URL filtering — block lists for malware, spam, marketing, adult content, etc.
Text extraction — pulling clean text out of raw HTML, removing markup, CSS, and navigation.
Language filtering — e.g., FineWeb keeps pages that are >65% English. This is a design choice: filter out Spanish and your model will be bad at Spanish.
Deduplication.
PII removal — detecting and filtering addresses, social security numbers, etc.

The final dataset looks like a giant tapestry of raw internet text. With 200 web pages concatenated, you already have a massive amount of text. This is the starting point for the next stage.

Tokenization

Before feeding text into a neural network, we need to decide how to represent it. The network expects a one-dimensional sequence of symbols from a finite vocabulary.

The text is a 1D sequence already (left-to-right, top-to-bottom). Underneath, it's UTF-8 encoded bits — just zeros and ones. But two symbols with an extremely long sequence is bad: sequence length is a precious resource. We want to trade off vocabulary size against sequence length.

A first compression: group 8 bits into a byte. Now we have 256 possible symbols and a sequence 8× shorter. Think of these not as numbers but as unique IDs — like 256 distinct emojis.

State-of-the-art models go further using byte-pair encoding (BPE). Find frequently-occurring consecutive pairs (e.g., 116, 32), mint a new symbol with ID 256, and replace every occurrence. Iterate. Each iteration decreases sequence length and grows vocabulary.

GPT-4 uses 100,277 tokens. The process of converting text to tokens is called tokenization.

You can explore this at tiktokenizer. Some observations:

"hello world" → 2 tokens.
"hello world" with no space → different tokenization.
Two spaces → another different tokenization.
It's case-sensitive: "Hello World" tokenizes differently than "hello world".

Neural Network I/O

Re-represent the FineWeb data using the tokenizer: it becomes a 15-trillion-token sequence. These tokens are atoms — the numbers are just unique IDs.

Now the fun part: neural network training. We model the statistical relationships of how tokens follow each other.

Take a random window of tokens from the data — anywhere from 0 to some maximum (e.g., 8,000). Longer windows are more expensive, so we crop. Say we take 4 tokens as context.

Feed those 4 tokens into the network. The network outputs a probability distribution over all 100,277 possible next tokens. Initially the network is randomly initialized, so the predictions are random. But we know what actually comes next (it's in our dataset), so we have a label.

We mathematically update the network so the correct token gets slightly higher probability and the others get slightly lower. After the update, feeding the same context produces a slightly improved distribution.

This happens in parallel across batches of windows covering the entire dataset. The network gradually becomes consistent with the statistical patterns of the data.

Neural Network Internals

Inputs (token sequences) get mixed up in a giant mathematical expression with the network's parameters (also called weights). Modern networks have billions of parameters, randomly initialized at the start.

Think of the parameters as knobs on a DJ set. Training discovers a setting of those knobs that produces predictions consistent with the training data.

The expressions themselves aren't scary — multiplication, addition, exponentiation, division. Neural network architecture research designs expressions that are expressive, optimizable, and parallelizable.

A production example: the Transformer. One visualization shows ~85,000 parameters.
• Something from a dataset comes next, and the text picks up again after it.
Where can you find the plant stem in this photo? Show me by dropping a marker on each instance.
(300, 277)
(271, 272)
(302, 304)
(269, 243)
Tokens are first embedded into vector representations, then those vectors flow through layers — attention blocks, MLP blocks, layer norms, matrix multiplications, softmaxes — producing intermediate values you can loosely think of as "firing rates" of synthetic neurons.
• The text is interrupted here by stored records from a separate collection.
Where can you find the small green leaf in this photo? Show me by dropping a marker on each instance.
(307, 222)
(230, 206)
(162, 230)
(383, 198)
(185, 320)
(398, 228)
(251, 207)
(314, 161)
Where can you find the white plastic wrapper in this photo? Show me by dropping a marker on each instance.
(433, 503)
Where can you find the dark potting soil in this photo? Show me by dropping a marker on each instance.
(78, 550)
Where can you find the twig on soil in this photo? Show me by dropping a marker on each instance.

But don't take that analogy too far. These are far simpler than biological neurons. There's no memory, no state — it's a fixed function from input to output. Think of it as a synthetic piece of brain tissue if it helps, but it's stateless.

Inference

After training, we can generate new data — this is inference.
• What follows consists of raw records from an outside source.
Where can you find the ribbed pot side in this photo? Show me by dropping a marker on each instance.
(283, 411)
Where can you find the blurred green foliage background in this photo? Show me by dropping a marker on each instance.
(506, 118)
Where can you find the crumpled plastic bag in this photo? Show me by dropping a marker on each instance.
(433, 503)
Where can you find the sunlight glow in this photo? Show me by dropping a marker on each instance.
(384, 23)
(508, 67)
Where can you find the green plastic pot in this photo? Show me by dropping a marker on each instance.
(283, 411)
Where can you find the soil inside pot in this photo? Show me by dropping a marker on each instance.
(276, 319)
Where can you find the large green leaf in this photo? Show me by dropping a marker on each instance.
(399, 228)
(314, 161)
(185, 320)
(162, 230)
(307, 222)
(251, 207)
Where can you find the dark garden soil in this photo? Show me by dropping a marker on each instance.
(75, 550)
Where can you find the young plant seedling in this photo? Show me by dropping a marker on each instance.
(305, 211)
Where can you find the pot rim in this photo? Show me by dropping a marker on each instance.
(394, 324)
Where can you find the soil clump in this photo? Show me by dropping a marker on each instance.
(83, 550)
Start with a prefix (e.g., a single token, ID 91). Feed it into the network, get the probability distribution, sample from it (flip a biased coin weighted by probabilities). The sampled token is, say, 860. Append it. Feed in [91, 860], sample the next token, and so on.

Because sampling is stochastic, you don't reproduce the training data verbatim. You get remixes — statistically similar to training data but not identical. Sometimes the sampled token wasn't even part of any document in the training data; it just happens to be a likely next token in this context.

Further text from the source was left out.